Arsia Mons on Mars is among the tallest volcanos in the solar system – over two times Mount Everest – and it is the theatre of a very peculiar weather phenomenon. Every morning during Spring, a long and wide cloud of water ice is seen emerging from the top of the extinct volcano. And now, scientists have finally unlocked its secrets.
Published in the Journal of Geophysical Research, the cloud has been estimated to be 1,800 kilometers (1,120 miles) in length and 150 kilometers (93 miles) across. Observations have shown that the cloud itself is orographic, forming due to the volcano.
With its 20 kilometers (63,360 feet) of height, Arsia Mons plays a huge role in the local weather. Even a planet as dry as Mars has a little bit of moisture in the air. This is channeled up the flanks of the volcanos, condensing into a cloud at higher and cooler altitudes.

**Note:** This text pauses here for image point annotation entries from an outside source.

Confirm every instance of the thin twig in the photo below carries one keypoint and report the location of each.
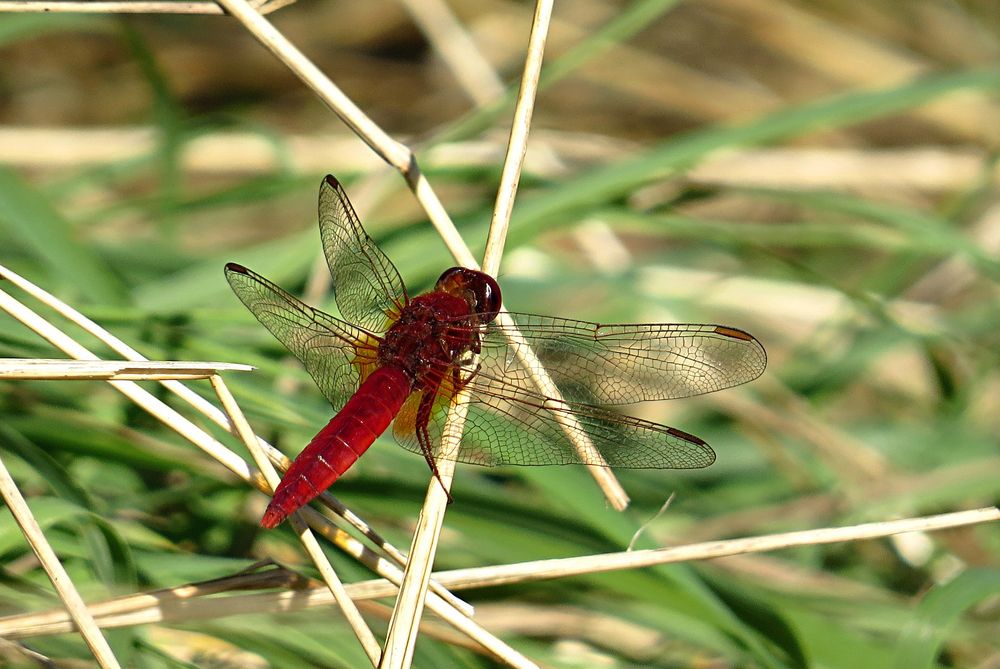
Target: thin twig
(150, 610)
(405, 621)
(457, 617)
(112, 370)
(75, 606)
(319, 522)
(513, 161)
(308, 539)
(128, 7)
(517, 144)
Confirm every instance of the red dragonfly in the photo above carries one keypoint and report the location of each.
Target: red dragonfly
(407, 358)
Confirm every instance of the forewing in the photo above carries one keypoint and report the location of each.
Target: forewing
(367, 286)
(620, 364)
(336, 354)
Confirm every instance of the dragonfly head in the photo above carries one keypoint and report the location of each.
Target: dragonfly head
(477, 288)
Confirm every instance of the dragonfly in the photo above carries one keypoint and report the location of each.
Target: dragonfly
(406, 360)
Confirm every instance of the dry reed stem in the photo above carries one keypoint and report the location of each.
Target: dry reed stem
(400, 157)
(319, 522)
(113, 613)
(456, 616)
(517, 143)
(129, 7)
(308, 539)
(927, 168)
(112, 370)
(75, 606)
(453, 44)
(506, 192)
(405, 621)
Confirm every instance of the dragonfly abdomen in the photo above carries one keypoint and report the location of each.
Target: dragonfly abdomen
(341, 442)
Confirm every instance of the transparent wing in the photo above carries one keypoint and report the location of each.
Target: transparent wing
(620, 364)
(336, 354)
(367, 286)
(506, 425)
(510, 422)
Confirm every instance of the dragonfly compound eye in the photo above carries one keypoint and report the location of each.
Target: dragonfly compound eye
(479, 286)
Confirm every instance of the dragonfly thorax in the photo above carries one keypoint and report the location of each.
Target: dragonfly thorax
(432, 332)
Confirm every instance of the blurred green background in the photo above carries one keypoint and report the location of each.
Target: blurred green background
(821, 174)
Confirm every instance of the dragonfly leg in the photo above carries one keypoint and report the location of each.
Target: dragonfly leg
(423, 438)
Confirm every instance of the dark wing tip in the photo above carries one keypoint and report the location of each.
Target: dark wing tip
(736, 333)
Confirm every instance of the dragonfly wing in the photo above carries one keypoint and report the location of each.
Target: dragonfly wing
(620, 364)
(509, 425)
(336, 354)
(367, 286)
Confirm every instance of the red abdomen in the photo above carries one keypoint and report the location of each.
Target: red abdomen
(338, 445)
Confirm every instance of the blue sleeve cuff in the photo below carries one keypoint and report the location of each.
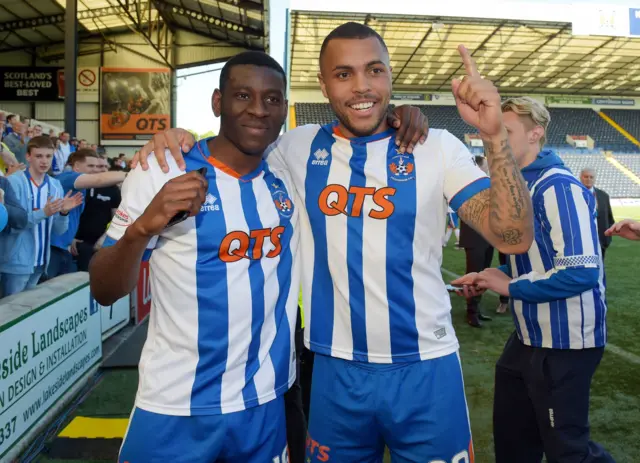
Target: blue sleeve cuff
(505, 269)
(108, 242)
(469, 191)
(561, 285)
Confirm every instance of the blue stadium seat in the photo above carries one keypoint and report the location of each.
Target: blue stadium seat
(627, 119)
(566, 121)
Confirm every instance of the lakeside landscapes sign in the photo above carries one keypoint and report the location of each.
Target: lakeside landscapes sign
(43, 355)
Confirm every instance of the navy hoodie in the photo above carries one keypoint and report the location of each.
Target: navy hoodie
(558, 288)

This phenomenon happens every morning for several months. Just before sunrise, the cloud will begin to form and expand westward at about 600 kilometers (375 miles) per hour at an altitude of 45 kilometers (27 miles). As it reaches its maximum length, it detaches, floating westward where it evaporates before the afternoon.
“Although orographic clouds are commonly observed on Earth, they don’t reach such enormous lengths or show such vivid dynamics,” co-author Agustin Sánchez-Lavega, of the University of the Basque Country, said in a statement. “Understanding this cloud gives us the exciting opportunity to try to replicate the cloud’s formation with models – models that will improve our knowledge of climatic systems on both Mars and Earth.”
Sánchez-Lavega is the science lead on Visual Monitoring Camera, or VMC, one of the instruments onboard the European Space Agency’s Mars Express. The instrument, nicknamed “the Webcam”, is a wide-field low-res camera that was used originally to confirm the separation between Mars Express and the Beagle 2 lander back in 2003 and afterward used for public outreach.
“However, recently, the VMC was reclassified as a camera for science,” added lead author Jorge Hernández Bernal, also from the University of the Basque Country. “Although it has a low spatial resolution, it has a wide field of view – essential to see the big picture at different local times of day – and is wonderful for tracking a feature’s evolution over both a long period of time and in small time steps. As a result, we could study the whole cloud across numerous life cycles.”
VMC, together with other instruments from Mars Express and missions from NASA and the Indian Space Research Organisation, has now been able to characterize how this cloud forms, changes, and disappears.